Secara antropologi, mahar atau mas kawin atau belis seringkali dijelaskan sebagai bentuk lain dari transaksi jual beli sebagai kompensasi atas kerugian yang diderita pihak keluarga perempuan karena kehilangan beberapa faktor pendukung dalam keluarga seperti kehilangan tenaga kerja, dan berkurangnya tingkat fertilitas dalam kelompok.




Meskipun tidak ada sumber resmi yang menyebutkan secara jelas, berdasarkan penelusuran di https://id.m.wikipedia.org/wiki/Mahar, budaya mahar atau mas kawin atau belis dipercaya sudah ada sejak zaman purbakala seiring dengan berkembangnya peradaban manusia. Penemuan tertua yang mengatur tentang tata cara pemberian mahar atau mas kawin atau belis tercatat pada piagam Hammurabi yang menyebutkan:

  •  Seorang laki-laki yang telah memberikan mahar kepada seorang mempelai wanita, namun mempersunting wanita lain tidak berhak mendapat pengembalian atas mahar yang telah diberikannya. Apabila ayah dari mempelai wanita menolak menikahkan maka laki-laki tersebut berhak atas pengembalian mahar yang telah diberikannya.
  • Jika seorang istri meninggal tanpa sempat melahirkan seorang anak laki-laki,ayah dari istri tersebut harus memberikan mahar sebagai denda kepada pihak laki-laki, setelah dikurangi nilai dari mahar yang diberikan pihak laki-laki.

Di Provinsi Nusa Tenggara Timur, Belis sebagai bagian dari adat sangat mendominasi dalam sebuah proses perkawinan. Tapi sekarang ini belis di lihat sebagai ”prestise” bagi sebagian orang.

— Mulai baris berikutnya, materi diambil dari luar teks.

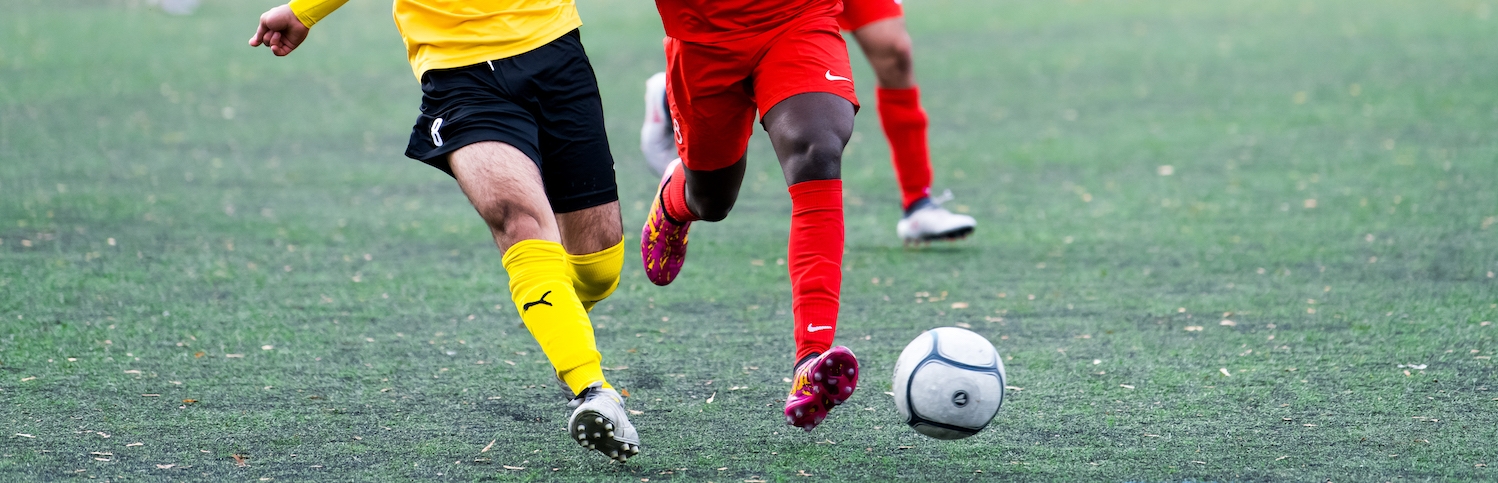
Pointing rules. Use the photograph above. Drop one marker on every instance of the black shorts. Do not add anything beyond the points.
(544, 102)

Mengapa bisa menjadi demikian?? Ini tentu saja dipengaruhi oleh pemikiran sekarang ini bahwa semakin tinggi tingkat pendidikan seseorang semakin tinggi pula harga belis yang harus dibayarkan. Disatu sisi belis yang besar kadang menimbulkan efek negatif yang besar pula. Beban utang yang terkadang harus ditanggung dan yang lebih parah adalah beban mental.

Kisah Nando dan Thomas pada berita di media online Merdeka.com (https://m.merdeka.com/peristiwa/tradisi-belis-budaya-mencekik-leher-warga-ntt.html) mungkin dapat menjadi referensi bagi para orang tua sekarang ini untuk dapat kembali memaknai artian belis yang sesungguhnya di masa sekarang ini.

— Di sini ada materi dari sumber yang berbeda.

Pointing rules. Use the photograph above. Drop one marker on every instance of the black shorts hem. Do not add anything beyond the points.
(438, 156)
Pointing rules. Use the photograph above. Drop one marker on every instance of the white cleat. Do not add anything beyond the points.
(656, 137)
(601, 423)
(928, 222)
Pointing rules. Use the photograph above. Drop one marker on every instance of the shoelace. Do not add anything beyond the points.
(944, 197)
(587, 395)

Dalam berita di media online Merdeka.com ( https://m.merdeka.com/peristiwa/tradisi-belis-budaya-mencekik-leher-warga-ntt.html) diceritakan bahwa pengeluhan terhadap besaran nilai dari belis menjadi satu beban berat yang pada akhirnya menjerat kembali kepada salah satu calon pengantin.

Oleh karena itu belis sebagai suatu bagian dari adat istiadat harus perlu ditata ulang agar nantinya tidak menjadi beban berat bagi kaum muda-mudi yang ingin melaksanakan pernikahan dan bukan hanya penataan ulang, tapi logika dari nilai belis itu sendiri perlu diluruskan sekaligus menjawab apa esensi di balik harga belis itu sendiri.

No comments:

Post a Comment

Entri yang Diunggulkan

Museum Daerah 1000 Moko Kabupaten Alor

Jika anda mengunjungi Kabupaten Alor, khusunya Kota Kalabahi, belum lengkap rasanya jika belum menyinggahi Museum Daerah Alor " Museum ...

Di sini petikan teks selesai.